Nel teatro Gassman, raggiunse i suoi successi della maturità nella compagnia del grande Luchino Visconti; nel 1945 in “La macchina da scrivere“, tratto dal drammaturgo Jean Cocteau, viene messa in scena una commedia in tre atti; lo spettacolo narra di una serie di inspiegabili suicidi, le quali vittime lasciano sempre un bigliettino scritto con la stessa macchina da scrivere, per poi scoprire che non si trattava di suicidi. Attraverso questa storia, Visconti denuncia la meschinità e il vizio che si celano dietro alla vita borghese di provincia.

Sempre per la regia di Visconti, Gassman interpretò nel 1949 il ruolo del protagonista Stanley Kowalski in “Un tram che si chiama desiderio“, tratto da Tennessee Williams, recitando assieme a Marcello Mastroianni, Rina Morelli e Vivi Gioi. La rappresentazione ambientata nella New Orleans degli anni quaranta, vede come protagonisti una coppia, Stanley un rude polacco dai modi burberi, travolto dalla passione carnale per la moglie Stella, il cui equilibrio è messo però a rischio dall’arrivo improvviso della sorella di lei; una donna oscura, che gradualmente scivolerà nella follia, fino al ricovero in manicomio, e Stella trovandosi in difficoltà ad accettare il destino della sorella, entra in crisi nel rapporto con Stanley. Per questa rappresentazione, i bozzetti scenografici furono curati da Franco Zeffirelli che ingegnò una scena strutturata come lo spaccato di una casa su due piani, con delle quinte dipinte sullo sfondo e dei “praticabili” (piattaforme su cui possono salire e muoversi gli attori e i tecnici per accedere al secondo piano).

vittorio gassman
Gassman in “Amleto”

L’altro grande drammaturgo e regista teatrale con il quale Gassman recitò, fu il livornese Luigi Squarzina; insieme, nel 1952, fondarono il Teatro d’Arte Italiano, producendo nel 1954 “Amleto” di Shakespeare e scommisero sulla scelta di allestire il capolavoro shakespeariano integralmente, senza tagli, per compiacere le smisurate ambizioni recitative del protagonista Gassman che in quella occasione fu superlativo. Fu uno spettacolo entrato nella leggenda del teatro italiano. Per Gassman fu un trionfo personale che lo consacrò definitivamente nell’Olimpo del teatro drammatico italiano, e tale successo incrinò l’amicizia e la collaborazione con Squarzina, poiché le ambizioni di Gassman divennero talmente alte da indurlo a rifiutare d’essere diretto da altri.

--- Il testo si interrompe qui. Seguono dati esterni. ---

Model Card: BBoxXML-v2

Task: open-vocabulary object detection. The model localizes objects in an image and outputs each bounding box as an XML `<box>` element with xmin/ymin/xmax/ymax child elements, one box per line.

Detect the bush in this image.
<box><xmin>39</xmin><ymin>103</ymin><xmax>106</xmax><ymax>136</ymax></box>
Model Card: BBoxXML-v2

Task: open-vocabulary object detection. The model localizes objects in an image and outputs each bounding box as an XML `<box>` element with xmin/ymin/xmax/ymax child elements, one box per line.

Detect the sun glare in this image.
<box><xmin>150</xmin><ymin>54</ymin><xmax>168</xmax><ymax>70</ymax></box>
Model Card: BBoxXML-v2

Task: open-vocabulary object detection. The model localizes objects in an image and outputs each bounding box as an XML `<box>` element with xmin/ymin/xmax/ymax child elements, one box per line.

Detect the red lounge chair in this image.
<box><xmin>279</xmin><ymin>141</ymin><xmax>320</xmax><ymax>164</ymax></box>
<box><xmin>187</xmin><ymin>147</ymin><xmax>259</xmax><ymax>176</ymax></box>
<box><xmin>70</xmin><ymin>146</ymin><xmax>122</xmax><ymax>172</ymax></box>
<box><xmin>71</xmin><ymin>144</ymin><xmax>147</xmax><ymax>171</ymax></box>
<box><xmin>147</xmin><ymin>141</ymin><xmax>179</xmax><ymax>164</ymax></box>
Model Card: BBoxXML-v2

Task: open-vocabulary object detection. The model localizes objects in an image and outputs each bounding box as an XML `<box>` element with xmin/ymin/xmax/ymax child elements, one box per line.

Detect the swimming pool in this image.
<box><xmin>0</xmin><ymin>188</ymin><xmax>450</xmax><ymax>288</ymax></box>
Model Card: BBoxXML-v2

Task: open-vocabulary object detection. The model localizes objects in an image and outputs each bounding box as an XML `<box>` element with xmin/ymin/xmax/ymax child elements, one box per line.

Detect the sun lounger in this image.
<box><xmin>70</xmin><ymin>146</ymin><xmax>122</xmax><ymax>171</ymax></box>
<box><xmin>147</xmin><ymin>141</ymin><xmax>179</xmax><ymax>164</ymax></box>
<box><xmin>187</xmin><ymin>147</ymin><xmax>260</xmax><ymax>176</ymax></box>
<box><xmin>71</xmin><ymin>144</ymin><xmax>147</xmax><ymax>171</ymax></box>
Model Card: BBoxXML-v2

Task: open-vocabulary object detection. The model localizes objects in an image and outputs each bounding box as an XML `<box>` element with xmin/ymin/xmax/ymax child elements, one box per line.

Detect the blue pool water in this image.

Gassman iniziò così ad auto dirigersi nelle proprie rappresentazioni teatrali, tra le quali nel 1954, “Kean“, tratto da Alexandre Dumas e basato sulla vita del celebre attore inglese Edmund Kean, di cui Gassman ne fornì una memorabile interpretazione. Da quel momento in poi, Gassman verrà criticato da taluni d’esser un gigione. Visconti invece, (con il quale nel frattempo i rapporti si erano deteriorati), mise in discussione la sua regia e in una celebre intervista dirà del mattatore: «Secondo me Gassman è troppo attore, troppo dotato per essere al di fuori di se stesso, per preoccuparsi dello spettacolo. Per svolgere con lo stesso risultato la doppia attività di interprete e di coordinatore di interpreti, occorre una personalità diversa, non maggiore, anzi minore, ma diversa. È un’altra maturità».

Sul suo oscillare tra istrione e gigione, Gassman costruì negli anni novanta un programma televisivo nel quale con autoironia, leggeva interpretando teatralmente documenti come la bolletta del gas, il menù del ristorante o gli annunci economici; con la stessa abilità e professionalità e la voce impostata e profonda, che lo rese celebre recitando la Divina Commedia di Dante. Un mito.